In [1]:
import torch
import torch.nn as nn
import numpy as np

## Scaled Dot Product Attention

### Pytorch 2.0 Version

In [2]:
### PyTorch Version
from torch.nn.functional import scaled_dot_product_attention

### Self-inplemented version

In [3]:
import math

class DotProductAttention(nn.Module):
    '''
    Args:
        p_dropout: probability of an element to be zeroed.

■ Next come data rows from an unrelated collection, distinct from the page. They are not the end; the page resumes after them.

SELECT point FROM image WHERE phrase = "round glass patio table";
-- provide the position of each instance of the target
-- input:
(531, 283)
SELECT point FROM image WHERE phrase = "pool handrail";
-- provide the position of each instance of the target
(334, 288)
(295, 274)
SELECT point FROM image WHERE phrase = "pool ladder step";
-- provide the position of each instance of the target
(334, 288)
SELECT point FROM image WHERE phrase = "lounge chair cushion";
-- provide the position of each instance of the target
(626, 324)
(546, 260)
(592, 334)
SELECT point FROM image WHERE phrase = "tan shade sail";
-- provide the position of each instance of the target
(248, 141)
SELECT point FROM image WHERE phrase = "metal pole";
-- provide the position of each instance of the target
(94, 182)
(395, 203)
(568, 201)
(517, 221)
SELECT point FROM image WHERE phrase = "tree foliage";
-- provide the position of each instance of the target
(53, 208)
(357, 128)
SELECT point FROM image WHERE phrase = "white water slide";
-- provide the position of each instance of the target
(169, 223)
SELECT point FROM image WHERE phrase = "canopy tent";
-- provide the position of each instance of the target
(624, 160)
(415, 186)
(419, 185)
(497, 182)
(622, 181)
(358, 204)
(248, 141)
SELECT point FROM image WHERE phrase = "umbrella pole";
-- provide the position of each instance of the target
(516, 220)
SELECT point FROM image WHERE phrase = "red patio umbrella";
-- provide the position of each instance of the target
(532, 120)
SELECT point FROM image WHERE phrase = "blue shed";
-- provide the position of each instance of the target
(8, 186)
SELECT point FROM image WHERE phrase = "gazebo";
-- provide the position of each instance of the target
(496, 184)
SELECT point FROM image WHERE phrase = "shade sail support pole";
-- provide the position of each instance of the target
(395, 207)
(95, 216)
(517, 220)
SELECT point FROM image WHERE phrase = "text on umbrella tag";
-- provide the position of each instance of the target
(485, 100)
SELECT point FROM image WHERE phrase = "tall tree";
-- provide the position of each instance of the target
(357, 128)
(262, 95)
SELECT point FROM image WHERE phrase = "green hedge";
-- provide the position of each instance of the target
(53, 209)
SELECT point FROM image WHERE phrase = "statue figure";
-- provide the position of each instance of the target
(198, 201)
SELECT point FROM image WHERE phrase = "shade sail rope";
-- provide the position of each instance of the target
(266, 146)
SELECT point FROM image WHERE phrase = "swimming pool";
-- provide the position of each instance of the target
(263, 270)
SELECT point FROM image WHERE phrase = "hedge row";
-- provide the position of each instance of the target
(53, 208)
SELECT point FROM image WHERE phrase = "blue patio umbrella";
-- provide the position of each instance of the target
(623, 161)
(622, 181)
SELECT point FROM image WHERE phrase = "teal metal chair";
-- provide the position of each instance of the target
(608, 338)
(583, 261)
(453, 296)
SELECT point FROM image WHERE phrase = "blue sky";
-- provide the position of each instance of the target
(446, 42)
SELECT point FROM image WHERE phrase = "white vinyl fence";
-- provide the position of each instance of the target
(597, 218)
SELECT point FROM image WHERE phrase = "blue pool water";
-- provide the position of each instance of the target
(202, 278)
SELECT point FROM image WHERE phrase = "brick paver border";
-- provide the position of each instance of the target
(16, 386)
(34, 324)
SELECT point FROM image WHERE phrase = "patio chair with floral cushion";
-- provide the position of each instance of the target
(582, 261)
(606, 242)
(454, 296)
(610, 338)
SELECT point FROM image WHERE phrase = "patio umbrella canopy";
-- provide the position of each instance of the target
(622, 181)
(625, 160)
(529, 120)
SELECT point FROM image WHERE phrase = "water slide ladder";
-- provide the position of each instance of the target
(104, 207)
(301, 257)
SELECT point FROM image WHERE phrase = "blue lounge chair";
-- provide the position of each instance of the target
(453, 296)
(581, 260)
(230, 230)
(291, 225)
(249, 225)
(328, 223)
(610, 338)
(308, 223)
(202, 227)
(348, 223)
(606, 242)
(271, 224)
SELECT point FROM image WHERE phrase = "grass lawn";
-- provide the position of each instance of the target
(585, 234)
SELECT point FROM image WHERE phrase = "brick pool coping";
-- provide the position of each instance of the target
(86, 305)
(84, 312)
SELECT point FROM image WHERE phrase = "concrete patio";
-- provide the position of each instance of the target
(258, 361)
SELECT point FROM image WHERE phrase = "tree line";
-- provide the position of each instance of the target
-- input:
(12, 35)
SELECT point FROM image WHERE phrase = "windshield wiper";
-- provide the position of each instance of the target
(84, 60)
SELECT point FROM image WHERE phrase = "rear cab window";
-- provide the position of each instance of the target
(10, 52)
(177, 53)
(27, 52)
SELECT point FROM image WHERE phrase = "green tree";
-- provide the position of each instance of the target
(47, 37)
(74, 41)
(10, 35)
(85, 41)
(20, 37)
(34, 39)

Default: 0., i.e. no dropout
    '''

    def __init__(self, dropout_p=0.):
        super().__init__()
        self.dropout = nn.Dropout(dropout_p)

    def forward(self, queries, keys, values):
        d = queries.shape[-1]

        scores = (queries @ keys.transpose(-2, -1))/math.sqrt(d)
        self.attn_weights = nn.functional.softmax(scores, dim=-1)

        return self.dropout(self.attn_weights) @ values

In [4]:
### Test Case
queries = torch.normal(0, 1, (2,  1, 2)) ; print('queries.shape:', queries.shape)
keys    = torch.normal(0, 1, (2, 10, 2)) ; print('keys.shape:   ', keys.shape   )
values  = torch.normal(0, 1, (2, 10, 4)) ; print('values.shape: ', values.shape )

queries.shape: torch.Size([2, 1, 2])
keys.shape:    torch.Size([2, 10, 2])
values.shape:  torch.Size([2, 10, 4])


In [5]:
attentionMe = DotProductAttention() ; attentionMe.eval()

DotProductAttention(
  (dropout): Dropout(p=0.0, inplace=False)
)

In [6]:
%timeit attentionMe(queries, keys, values)
%timeit scaled_dot_product_attention(queries, keys, values)

90.2 µs ± 12.4 µs per loop (mean ± std. dev. of 7 runs, 10000 loops each)
89.9 µs ± 3.72 µs per loop (mean ± std. dev. of 7 runs, 10000 loops each)


In [7]:
resultMe = attentionMe(queries, keys, values)
resultMe.shape

torch.Size([2, 1, 4])

In [8]:
# check properties of attention weights
print('shape of attention weights', attentionMe.attn_weights.shape)
print('sum of attention weights of the 1st item in the batch', sum(attentionMe.attn_weights[0,0,:]))
print('sum of attention weights of the 2nd item in the batch', sum(attentionMe.attn_weights[1,0,:]))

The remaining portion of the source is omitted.